Trump’s exclamation to the mistress he took after declaring that his wife “had a week” to lose her baby weight that he  “would never donate to any charity that helps sharks. I hope all the sharks die,” may seem just like random nuttiness. But I like this argument that it perfectly illustrates the worldview of the typical Fox News viewer, and hence Donald Trump:

What’s more relevant to our moment, though, is the process that led Trump to the sharks: He was deliberately choosing to watch them—“obsessed” was the word Daniels used, twice, in the span of a few sentences (also “riveted” and “terrified”).
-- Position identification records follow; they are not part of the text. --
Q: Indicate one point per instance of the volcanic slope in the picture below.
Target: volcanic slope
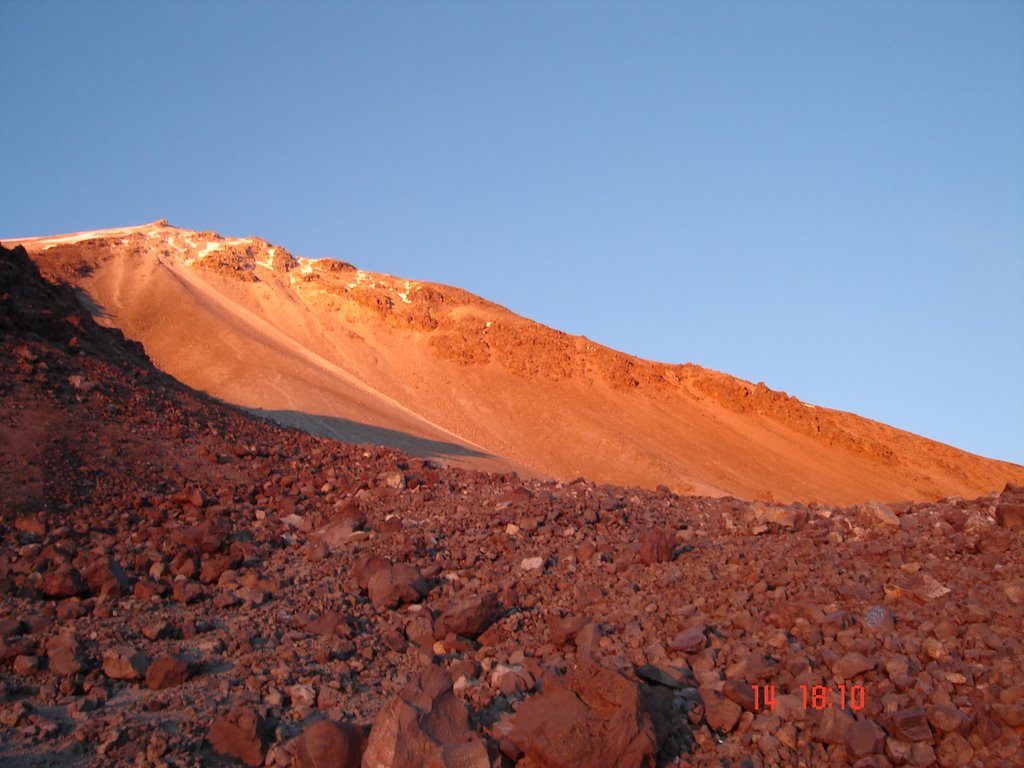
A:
(181, 585)
(436, 371)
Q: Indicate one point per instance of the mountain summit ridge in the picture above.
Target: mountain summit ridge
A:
(432, 369)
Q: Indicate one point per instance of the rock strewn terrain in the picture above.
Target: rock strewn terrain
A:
(434, 370)
(182, 585)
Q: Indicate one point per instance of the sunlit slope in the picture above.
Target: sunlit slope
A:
(438, 371)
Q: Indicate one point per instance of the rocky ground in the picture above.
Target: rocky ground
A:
(181, 585)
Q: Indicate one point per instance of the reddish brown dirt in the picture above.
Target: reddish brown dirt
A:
(180, 583)
(439, 372)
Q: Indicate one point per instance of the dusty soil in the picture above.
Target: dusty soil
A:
(183, 585)
(438, 372)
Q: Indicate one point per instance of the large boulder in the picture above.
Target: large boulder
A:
(395, 585)
(469, 617)
(593, 716)
(242, 734)
(425, 726)
(330, 744)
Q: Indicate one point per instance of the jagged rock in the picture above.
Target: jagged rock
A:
(1010, 515)
(593, 716)
(167, 671)
(689, 641)
(395, 585)
(469, 617)
(864, 737)
(425, 725)
(242, 734)
(564, 630)
(657, 546)
(330, 744)
(124, 663)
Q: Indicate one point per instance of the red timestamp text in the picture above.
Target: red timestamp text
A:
(815, 696)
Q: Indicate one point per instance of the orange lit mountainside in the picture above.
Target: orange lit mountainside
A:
(437, 371)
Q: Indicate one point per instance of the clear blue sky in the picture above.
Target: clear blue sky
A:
(826, 197)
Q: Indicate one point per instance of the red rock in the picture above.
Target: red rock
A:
(721, 714)
(946, 719)
(395, 585)
(10, 628)
(882, 514)
(562, 631)
(413, 729)
(31, 525)
(689, 641)
(1011, 714)
(469, 617)
(954, 752)
(909, 725)
(124, 663)
(864, 737)
(62, 582)
(64, 655)
(186, 591)
(592, 717)
(1010, 515)
(330, 744)
(741, 692)
(657, 546)
(367, 566)
(107, 578)
(167, 671)
(242, 734)
(326, 625)
(26, 666)
(851, 665)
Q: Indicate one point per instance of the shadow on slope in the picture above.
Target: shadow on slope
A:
(352, 431)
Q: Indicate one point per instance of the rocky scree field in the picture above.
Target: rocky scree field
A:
(183, 585)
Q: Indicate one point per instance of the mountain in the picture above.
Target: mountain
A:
(438, 372)
(182, 584)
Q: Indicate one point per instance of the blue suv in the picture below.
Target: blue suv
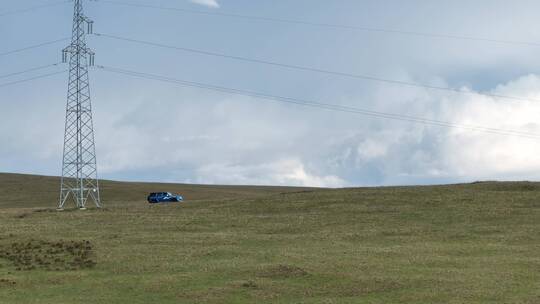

He was watching them so avidly that it seemingly distracted him from his attempt to have sex with a porn star. (“We moved to the sofa so he could get a better view of Shark Week,” Daniels told In Touch.)

There have been very, very many attempts to identify the core of Trumpism, but this—stripped of conventional politics, stripped of considerations of wealth and celebrity—seems to reach it as few other anecdotes have: Donald Trump is a guy on dry land, staring at the television for hours because he wants to make himself feel terror and loathing toward sharks.

Sharks have nothing to do with Donald Trump’s life; his life is lived no closer to the ocean than a beachside golf course. His life contains no mortal danger at all. And yet he needs the idea of the sharks. In the midst of absolute safety, he needs to fear them and hate them, to live out a fictional encounter with a threatening Other. He is intentionally poisoning his mind with them. The sharks are the Knockout Game, the rampaging Mexican gangs, the Muslim infiltrators, the flag-hating elite. They are American Carnage. He wants the sharks. They are the only thing he knows how to want.